端唄 『時鳥暁傘』(ほとゝぎすあかつきがさ)

 《ほとゝぎす、あかつき傘は月が召し、土手の草葉におくつゆの、編笠深きものゝふの、裾もみじかき伊達模様、奴が腕振る尻をふる、空尻馬に小室節、鞍にゆられて眠たげに、聞こゆる鐘は、浅草寺

 

うた澤『色気ないとて』
  《色気ないとて苦にせまいもの、賤が伏家に月がさす見やれ茨にも花が咲く、田植えもどりに袖つまひかれ、今宵逢ふとの目づかひに、招く合図の小室ぶし、すすきにのこる露の玉かしくと読んだが無理かいな》 

 

 

俳句・狂言の中にも小室節を謡ったものがいくつかあります。

 

芭蕉選集『続猿蓑』元禄十一年(1698)

   春の日や 茶ノ木の中の 小室節 (正秀)

 幸田露伴は評釈芭蕉七部集 [第7] (評釈続猿蓑)の中で《小室節は馬子唄なり。武州北安

達郡小室村より起こるといい、あるいは信州小諸の宿より起こるといえど、両説ともに

確微するところ無し。
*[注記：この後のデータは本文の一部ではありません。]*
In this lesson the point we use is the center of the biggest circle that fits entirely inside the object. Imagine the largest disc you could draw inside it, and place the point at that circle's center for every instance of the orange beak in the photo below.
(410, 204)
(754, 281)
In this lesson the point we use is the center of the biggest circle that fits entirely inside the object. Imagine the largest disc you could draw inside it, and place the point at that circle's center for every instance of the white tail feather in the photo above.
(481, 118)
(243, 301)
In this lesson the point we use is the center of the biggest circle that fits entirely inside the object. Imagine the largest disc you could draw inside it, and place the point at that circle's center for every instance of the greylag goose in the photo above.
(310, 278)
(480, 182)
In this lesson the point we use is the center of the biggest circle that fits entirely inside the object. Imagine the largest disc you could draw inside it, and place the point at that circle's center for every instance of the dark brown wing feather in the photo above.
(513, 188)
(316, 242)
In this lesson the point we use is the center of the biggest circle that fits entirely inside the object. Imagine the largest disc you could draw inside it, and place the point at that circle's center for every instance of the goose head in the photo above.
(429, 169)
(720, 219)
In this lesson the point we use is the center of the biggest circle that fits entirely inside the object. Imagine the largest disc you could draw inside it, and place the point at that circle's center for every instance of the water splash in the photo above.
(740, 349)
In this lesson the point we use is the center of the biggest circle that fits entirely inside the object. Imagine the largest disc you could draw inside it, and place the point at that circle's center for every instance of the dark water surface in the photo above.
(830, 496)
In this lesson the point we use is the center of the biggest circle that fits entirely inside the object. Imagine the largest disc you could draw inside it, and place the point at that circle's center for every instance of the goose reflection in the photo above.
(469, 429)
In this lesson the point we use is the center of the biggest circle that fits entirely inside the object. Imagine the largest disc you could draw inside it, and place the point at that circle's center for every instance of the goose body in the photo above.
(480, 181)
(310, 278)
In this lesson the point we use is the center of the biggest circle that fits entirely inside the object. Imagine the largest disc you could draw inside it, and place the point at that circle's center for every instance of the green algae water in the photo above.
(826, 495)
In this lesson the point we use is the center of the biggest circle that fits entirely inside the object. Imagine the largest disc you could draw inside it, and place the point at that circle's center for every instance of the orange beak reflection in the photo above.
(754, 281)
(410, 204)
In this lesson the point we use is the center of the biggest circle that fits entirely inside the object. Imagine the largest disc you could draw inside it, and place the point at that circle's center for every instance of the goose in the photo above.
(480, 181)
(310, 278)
この句は東海道の風情と聞ゆ、一九が膝栗毛にも小室節の歌はる

ること出でたり。別に小室節に茶の木の文句などあるにはあらじ。春の昼下がりに茶畑

続きの街道を行く、鄙びたる馬子唄のさまと心得てよし。句に拘はりては茶摘歌の中に

聞ゆるように解答しもすべけれど、さのみ執せんは趣に疎かるべし》と述べている。

 

川柳『万句合』宝暦七年(1757)

   馬かたの声には惜しき小室節

 唄はいいけど声がいまいちだな~ってことかな。

 
『俳懺悔』寛文二年(1790)

   霧雨に 小室うたふは たれが馬 (大江丸)

 『俳懺悔』は江戸中期の俳人大江丸の俳諧集 。